Le POP dénonce le rétropédalage du Centre, du PLR et de l’UDC dans le dossier des rabais de quantité sur les médicaments les plus coûteux pour l’assurance maladie. Alors que le Parlement fédéral a déjà accepté le deuxième paquet de mesures d’économies, ces partis cherchent désormais, au stade de la consultation sur l’ordonnance d’application, à retarder, affaiblir ou remettre en cause une mesure qui devait entrer en vigueur dès 2027.

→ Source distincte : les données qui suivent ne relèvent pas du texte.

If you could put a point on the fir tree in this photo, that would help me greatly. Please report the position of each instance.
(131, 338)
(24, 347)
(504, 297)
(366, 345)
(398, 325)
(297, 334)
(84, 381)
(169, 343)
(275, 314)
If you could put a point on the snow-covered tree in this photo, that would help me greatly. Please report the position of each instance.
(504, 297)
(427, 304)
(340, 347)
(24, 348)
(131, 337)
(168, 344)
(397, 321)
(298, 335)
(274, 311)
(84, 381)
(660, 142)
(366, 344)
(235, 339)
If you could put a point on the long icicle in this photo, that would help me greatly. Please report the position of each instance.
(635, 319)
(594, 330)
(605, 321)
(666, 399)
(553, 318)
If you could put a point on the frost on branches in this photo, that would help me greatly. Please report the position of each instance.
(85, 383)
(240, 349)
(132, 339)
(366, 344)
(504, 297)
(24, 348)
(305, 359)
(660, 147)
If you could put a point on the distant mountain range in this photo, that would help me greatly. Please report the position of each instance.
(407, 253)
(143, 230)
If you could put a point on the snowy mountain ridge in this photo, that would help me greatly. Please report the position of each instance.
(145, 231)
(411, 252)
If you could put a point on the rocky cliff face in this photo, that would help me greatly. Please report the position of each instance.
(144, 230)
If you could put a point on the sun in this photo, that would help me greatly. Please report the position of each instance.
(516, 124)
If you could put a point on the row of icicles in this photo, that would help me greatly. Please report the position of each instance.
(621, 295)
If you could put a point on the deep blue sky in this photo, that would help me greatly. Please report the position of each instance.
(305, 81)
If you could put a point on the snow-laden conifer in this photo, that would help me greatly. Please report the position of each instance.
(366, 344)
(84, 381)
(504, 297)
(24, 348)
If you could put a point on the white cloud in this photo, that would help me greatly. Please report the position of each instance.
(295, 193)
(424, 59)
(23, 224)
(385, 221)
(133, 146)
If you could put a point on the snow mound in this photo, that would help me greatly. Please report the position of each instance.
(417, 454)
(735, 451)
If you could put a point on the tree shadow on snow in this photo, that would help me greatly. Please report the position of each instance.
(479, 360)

Cette réforme n’a rien d’extrême
La réforme prévoit que les entreprises pharmaceutiques accordent des rabais de quantité sur les médicaments qui coûtent le plus cher à l’assurance obligatoire des soins. Selon la Confédération, elle permettrait d’économiser environ 350 millions de francs par an. Dans un contexte de hausse constante des primes maladie, cette économie représente un soulagement concret pour les assuré·e·s. Elle revient simplement à demander aux groupes pharmaceutiques de contribuer à la maîtrise des coûts lorsqu’ils réalisent des chiffres d’affaires très importants grâce au remboursement par les primes.
Le POP refuse que la santé soit prise en otage par le lobby pharmaceutique. Les menaces de retarder l’accès à certains traitements ou de ne pas demander leur remboursement en Suisse montrent que les intérêts privés des grands groupes passent avant le droit de la population à des soins accessibles.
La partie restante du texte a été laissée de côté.